1099. 作曲への取り組みについて


ここ数日間、奇妙なほどに夢を見ていない。おそらく、この数日間にあっても夢を見ていたのだと思うのだが、記憶に残るような夢を見ていないのは確かだ。

そのような状態を見ると、ある意味、不気味な静けさが無意識の世界を覆っているように私には思える。間違いなく、私の無意識の世界では四六時中何かが進行しているのがわかる。

記憶に残る夢が現れるのかどうかというのは、そうした潜在的なものが発現するか否かというだけの問題であり、絶えず自分の内側で何かが動き続けていることに変わりはないだろう。夢についてこうしたことを書き留めていると、今夜は何か印象的な夢を見そうな予感がしている。 昨夜は少しばかり作曲の学習と実践を進めていた。以前に作ったファンファーレの一節がとても気に入っており、そこだけ何度も繰り返して聞いていた。

日記を読み返すことによって、自分の言葉から自分が励ましを得るのと同様に、自分が作った曲から自分が励ましを得るというのも不思議なことだと思った。私たちが真に自己を深めるためには、健全な自己批判のみならず、自己への励ましも同時に必要となることを物語っているかのようであった。

文章を書くということと曲を作ることの双方が、同じぐらいの重要性を持ち、同時に、同じぐらいの歓喜を私にもたらしてくれることに気づき始めている。そのような思いを持ちながらも、昨日は一点ほど反省することがあった。

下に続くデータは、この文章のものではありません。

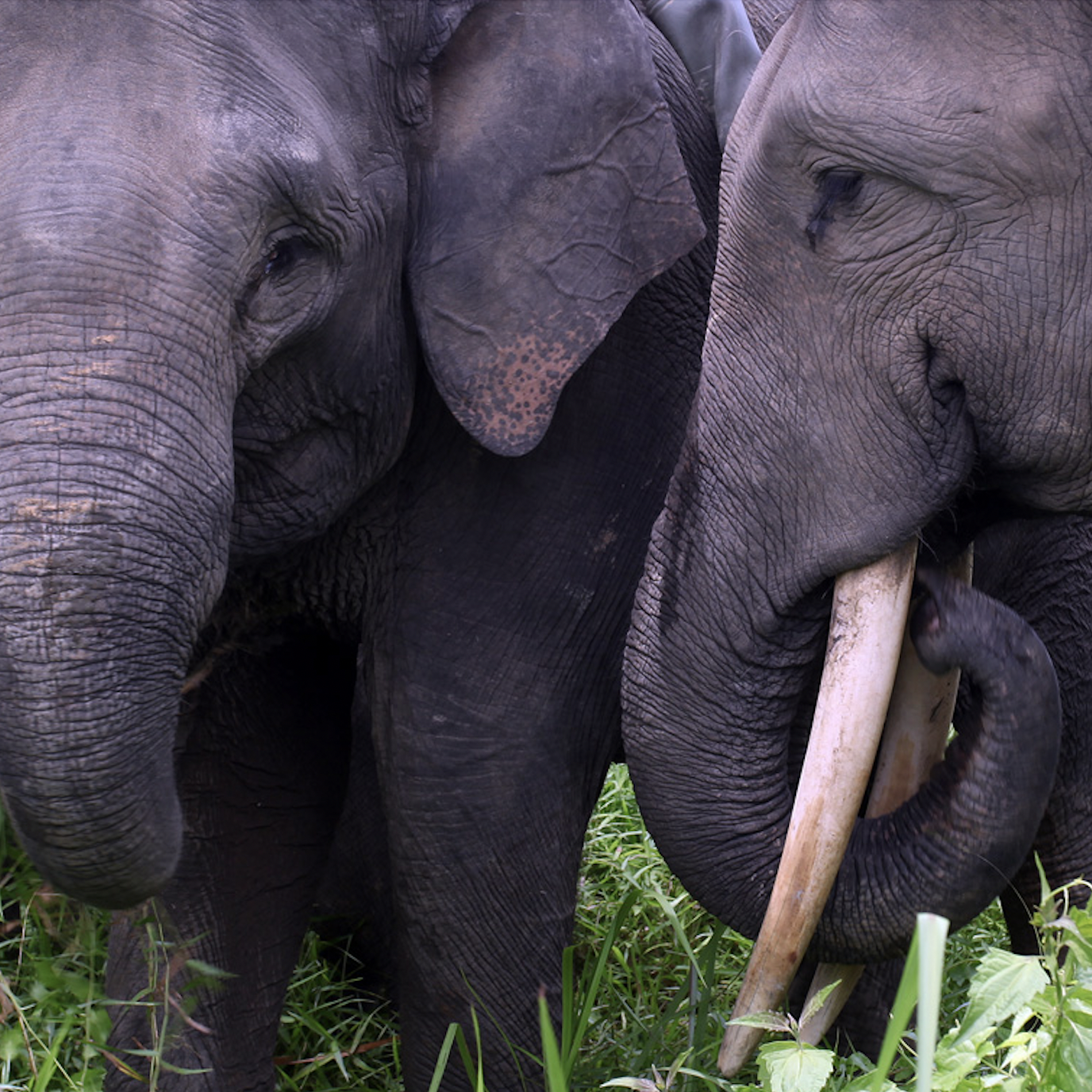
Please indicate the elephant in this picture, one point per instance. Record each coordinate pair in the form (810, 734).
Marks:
(348, 350)
(891, 285)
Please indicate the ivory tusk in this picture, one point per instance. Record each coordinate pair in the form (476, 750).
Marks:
(914, 740)
(866, 628)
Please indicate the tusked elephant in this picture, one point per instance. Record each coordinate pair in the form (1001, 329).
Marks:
(897, 352)
(286, 290)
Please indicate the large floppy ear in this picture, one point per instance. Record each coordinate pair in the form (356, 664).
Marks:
(552, 190)
(717, 46)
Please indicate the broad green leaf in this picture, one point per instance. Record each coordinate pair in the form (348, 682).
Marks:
(1002, 985)
(794, 1067)
(958, 1055)
(1071, 1065)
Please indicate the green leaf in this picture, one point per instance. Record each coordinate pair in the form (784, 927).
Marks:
(794, 1067)
(1002, 984)
(817, 1001)
(768, 1021)
(556, 1078)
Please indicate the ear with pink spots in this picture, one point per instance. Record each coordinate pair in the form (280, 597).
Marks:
(552, 190)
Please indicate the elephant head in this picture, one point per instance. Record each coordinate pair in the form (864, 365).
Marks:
(898, 348)
(233, 237)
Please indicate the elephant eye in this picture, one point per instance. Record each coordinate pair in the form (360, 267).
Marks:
(836, 189)
(283, 255)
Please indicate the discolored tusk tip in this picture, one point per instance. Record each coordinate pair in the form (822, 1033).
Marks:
(740, 1043)
(818, 1019)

それは自分の浅薄さを批判するものである。昨日、作曲に関するテキストを読み進めていた時に、いつになったら自分は内側の思想や感覚を曲の形に表現することができるのだろうか、という焦りにも似た感情を持っていた。

こうした焦りは、確かに作曲にさらに打ち込むための潤滑油になりうるが、得てして、そうした焦りが自分に対する失望感につながりやすいことが問題である。私が思い出さなければならなかったのは、作曲に対する自分への失望感からそもそもスタートさせたという事実であった。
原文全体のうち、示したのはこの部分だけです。